Chrysler CEO Sergio Marchionne said last April the company needed the loan to be competitive.
Chrysler initially applied for more than $7 billion in 2008 under the DOE’s Advanced Technology Vehicle Manufacturing program, but later reduced the request to less than $3.5 billion.
Chrysler also said it can develop competitive, fuel-efficient vehicles without the federal loan.
“While we were continuing to work with Chrysler to come to an agreement, we are pleased that they are capable of achieving their business goals without department support,” said Damien LaVera, a DOE spokesman.
The $25 billion loan program was funded by Congress during President George W. Bush’s administration. There is still $16 billion available, LaVera said.
The Energy Department has awarded $9.1 billion in loans under the program to several automakers, including $5.9 billion to Ford, $1.4 billion to Nissan and $529 million to Fisker Automotive, a manufacturer of electric cars.

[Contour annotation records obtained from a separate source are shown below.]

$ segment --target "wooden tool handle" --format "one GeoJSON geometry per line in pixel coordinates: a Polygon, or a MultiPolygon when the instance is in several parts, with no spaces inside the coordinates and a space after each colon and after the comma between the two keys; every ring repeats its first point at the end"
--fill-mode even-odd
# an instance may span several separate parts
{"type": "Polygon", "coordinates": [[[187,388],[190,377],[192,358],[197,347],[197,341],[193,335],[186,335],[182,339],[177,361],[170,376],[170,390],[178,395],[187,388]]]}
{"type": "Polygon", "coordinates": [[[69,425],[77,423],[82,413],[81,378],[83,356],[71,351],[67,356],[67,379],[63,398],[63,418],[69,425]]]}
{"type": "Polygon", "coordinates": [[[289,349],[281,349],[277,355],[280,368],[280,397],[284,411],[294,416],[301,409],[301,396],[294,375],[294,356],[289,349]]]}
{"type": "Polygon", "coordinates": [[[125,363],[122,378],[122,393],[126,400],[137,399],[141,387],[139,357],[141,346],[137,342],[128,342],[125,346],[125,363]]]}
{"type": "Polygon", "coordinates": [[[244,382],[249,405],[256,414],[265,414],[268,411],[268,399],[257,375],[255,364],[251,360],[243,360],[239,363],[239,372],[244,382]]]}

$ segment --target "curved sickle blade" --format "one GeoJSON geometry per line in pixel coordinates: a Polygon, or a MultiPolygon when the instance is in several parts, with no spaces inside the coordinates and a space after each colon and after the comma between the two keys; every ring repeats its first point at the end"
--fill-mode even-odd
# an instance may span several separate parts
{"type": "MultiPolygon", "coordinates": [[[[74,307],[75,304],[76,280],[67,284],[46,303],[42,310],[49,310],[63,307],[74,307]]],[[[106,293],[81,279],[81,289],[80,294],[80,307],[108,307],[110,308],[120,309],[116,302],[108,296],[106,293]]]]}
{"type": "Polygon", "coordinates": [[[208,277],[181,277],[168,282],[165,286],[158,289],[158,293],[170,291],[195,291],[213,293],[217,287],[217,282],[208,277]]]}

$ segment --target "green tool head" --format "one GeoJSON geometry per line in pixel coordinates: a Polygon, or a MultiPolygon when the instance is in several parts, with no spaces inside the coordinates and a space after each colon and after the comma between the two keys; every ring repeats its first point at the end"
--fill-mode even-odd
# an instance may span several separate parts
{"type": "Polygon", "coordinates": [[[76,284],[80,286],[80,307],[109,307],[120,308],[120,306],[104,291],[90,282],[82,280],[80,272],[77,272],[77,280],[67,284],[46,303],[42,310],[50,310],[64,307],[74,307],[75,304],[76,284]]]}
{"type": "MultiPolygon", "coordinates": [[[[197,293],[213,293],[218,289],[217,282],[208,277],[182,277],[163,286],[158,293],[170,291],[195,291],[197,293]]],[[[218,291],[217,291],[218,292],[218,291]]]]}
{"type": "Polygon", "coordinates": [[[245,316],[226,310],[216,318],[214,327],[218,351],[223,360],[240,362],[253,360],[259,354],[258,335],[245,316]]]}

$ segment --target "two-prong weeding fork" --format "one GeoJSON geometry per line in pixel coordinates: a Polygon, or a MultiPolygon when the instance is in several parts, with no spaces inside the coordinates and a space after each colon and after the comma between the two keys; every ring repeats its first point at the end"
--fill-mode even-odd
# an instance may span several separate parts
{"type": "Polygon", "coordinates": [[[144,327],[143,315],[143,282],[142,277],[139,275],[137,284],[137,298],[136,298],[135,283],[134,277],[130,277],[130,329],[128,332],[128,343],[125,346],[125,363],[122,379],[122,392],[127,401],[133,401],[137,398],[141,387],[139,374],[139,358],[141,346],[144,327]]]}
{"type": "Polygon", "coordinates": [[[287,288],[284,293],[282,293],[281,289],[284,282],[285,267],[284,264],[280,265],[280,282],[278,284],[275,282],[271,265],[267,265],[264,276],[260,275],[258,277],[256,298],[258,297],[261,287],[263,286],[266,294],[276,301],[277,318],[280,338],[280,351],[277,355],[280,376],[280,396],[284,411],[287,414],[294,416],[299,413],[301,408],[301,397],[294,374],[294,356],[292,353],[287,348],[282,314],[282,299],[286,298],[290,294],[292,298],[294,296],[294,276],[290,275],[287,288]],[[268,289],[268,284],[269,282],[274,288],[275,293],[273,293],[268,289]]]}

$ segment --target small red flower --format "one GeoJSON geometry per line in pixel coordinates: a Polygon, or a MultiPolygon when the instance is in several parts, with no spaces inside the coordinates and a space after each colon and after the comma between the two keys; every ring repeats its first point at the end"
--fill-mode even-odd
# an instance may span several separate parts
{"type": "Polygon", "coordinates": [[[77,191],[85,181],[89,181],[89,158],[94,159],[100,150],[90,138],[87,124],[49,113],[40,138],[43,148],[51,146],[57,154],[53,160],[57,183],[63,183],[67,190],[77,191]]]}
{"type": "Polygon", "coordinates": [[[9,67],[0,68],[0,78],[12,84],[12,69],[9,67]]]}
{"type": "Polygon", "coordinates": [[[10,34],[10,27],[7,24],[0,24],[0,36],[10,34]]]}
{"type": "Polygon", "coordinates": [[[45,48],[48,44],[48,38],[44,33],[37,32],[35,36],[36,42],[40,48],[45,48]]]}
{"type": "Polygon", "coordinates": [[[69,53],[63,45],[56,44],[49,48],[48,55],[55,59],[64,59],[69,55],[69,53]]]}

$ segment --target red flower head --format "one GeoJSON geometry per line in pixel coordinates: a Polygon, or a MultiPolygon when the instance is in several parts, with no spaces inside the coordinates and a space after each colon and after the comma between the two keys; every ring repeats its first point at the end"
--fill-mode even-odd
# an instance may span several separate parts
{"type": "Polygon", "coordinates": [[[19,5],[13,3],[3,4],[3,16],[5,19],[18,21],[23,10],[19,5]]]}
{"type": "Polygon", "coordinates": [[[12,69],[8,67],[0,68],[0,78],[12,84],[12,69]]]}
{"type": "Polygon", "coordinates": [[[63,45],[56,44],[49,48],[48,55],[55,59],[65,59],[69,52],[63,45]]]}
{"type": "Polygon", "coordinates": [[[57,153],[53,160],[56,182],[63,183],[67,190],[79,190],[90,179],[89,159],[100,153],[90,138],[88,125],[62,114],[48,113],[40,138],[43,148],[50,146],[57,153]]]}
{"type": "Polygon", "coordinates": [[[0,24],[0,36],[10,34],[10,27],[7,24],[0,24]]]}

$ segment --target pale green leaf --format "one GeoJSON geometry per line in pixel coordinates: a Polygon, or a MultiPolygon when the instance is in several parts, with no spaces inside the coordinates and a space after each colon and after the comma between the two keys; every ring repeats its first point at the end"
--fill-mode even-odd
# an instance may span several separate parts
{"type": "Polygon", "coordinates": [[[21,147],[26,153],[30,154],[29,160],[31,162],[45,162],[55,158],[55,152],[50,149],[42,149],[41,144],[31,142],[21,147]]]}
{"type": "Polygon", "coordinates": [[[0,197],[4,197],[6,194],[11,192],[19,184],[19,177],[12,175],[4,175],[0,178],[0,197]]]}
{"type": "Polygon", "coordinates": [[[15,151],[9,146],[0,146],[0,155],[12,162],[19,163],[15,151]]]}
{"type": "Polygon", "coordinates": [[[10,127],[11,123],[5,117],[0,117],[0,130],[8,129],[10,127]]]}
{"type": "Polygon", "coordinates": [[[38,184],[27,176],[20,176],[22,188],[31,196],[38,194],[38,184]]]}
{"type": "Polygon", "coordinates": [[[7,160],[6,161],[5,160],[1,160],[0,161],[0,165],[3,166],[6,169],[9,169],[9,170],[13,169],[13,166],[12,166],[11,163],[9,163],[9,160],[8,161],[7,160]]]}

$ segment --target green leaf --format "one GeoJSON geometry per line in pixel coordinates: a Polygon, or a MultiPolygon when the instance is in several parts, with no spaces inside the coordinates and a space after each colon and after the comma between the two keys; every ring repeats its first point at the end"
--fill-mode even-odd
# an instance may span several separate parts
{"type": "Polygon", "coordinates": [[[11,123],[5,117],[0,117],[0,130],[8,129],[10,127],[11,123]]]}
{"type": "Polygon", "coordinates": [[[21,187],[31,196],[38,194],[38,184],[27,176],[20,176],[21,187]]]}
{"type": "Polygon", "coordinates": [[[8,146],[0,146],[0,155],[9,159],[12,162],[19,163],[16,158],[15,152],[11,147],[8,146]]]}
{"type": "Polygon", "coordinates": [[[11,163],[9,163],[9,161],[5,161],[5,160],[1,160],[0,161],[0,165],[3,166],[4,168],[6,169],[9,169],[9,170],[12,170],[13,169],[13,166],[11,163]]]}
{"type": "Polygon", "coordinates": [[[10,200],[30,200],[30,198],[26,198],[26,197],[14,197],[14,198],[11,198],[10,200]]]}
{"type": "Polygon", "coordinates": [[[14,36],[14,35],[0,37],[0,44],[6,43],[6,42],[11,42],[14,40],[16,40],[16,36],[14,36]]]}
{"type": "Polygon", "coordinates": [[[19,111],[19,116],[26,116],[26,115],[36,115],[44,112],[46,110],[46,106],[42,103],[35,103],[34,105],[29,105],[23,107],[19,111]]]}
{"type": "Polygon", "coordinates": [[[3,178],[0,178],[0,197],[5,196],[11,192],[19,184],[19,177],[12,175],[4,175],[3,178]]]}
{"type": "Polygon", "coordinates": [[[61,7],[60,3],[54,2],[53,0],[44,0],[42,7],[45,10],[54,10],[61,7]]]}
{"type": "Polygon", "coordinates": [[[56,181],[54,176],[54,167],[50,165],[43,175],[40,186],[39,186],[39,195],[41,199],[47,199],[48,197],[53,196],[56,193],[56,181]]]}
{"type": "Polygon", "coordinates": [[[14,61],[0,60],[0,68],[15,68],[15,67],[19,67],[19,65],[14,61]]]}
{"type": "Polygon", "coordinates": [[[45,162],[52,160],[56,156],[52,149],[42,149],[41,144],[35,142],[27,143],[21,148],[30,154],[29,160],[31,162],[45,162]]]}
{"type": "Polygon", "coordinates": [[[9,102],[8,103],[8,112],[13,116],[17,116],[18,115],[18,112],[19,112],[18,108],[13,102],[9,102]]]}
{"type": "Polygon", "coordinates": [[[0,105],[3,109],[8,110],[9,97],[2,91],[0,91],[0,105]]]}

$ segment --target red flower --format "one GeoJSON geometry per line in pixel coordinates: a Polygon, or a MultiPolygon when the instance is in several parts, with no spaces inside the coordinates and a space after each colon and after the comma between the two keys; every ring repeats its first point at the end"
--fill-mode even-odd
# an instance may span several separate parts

General Motors withdrew its application in January 2011.
Chrysler plans to launch a battery-powered Fiat 500 this year.
Last month, at the North American International Auto Show, Marchionne expressed frustration about the lengthy process, smaller loan amount and restrictive terms.
Republican presidential candidates — including Mitt Romney — and congressmen have criticized the Obama administration for providing emergency loans to Chrysler and GM in 2009.
Last May, Chrysler repaid all the loans received from the Obama administration and the Canadian government.
At the same time Fiat, which owns 58.5 percent of Chrysler, bought the U.S. government’s equity stake in Chrysler.
The only U.S. aid Chrysler has not repaid is what it received from the Bush administration.
Chrysler also earned $183 million in 2011, its first profitable year since 2005.
“The company is in much better financial health than it was in 2009 and to me appears to be a perfect candidate for a 136 loan from the DOE,” U.S. Rep. John Dingell, D-Mich., said in a statement.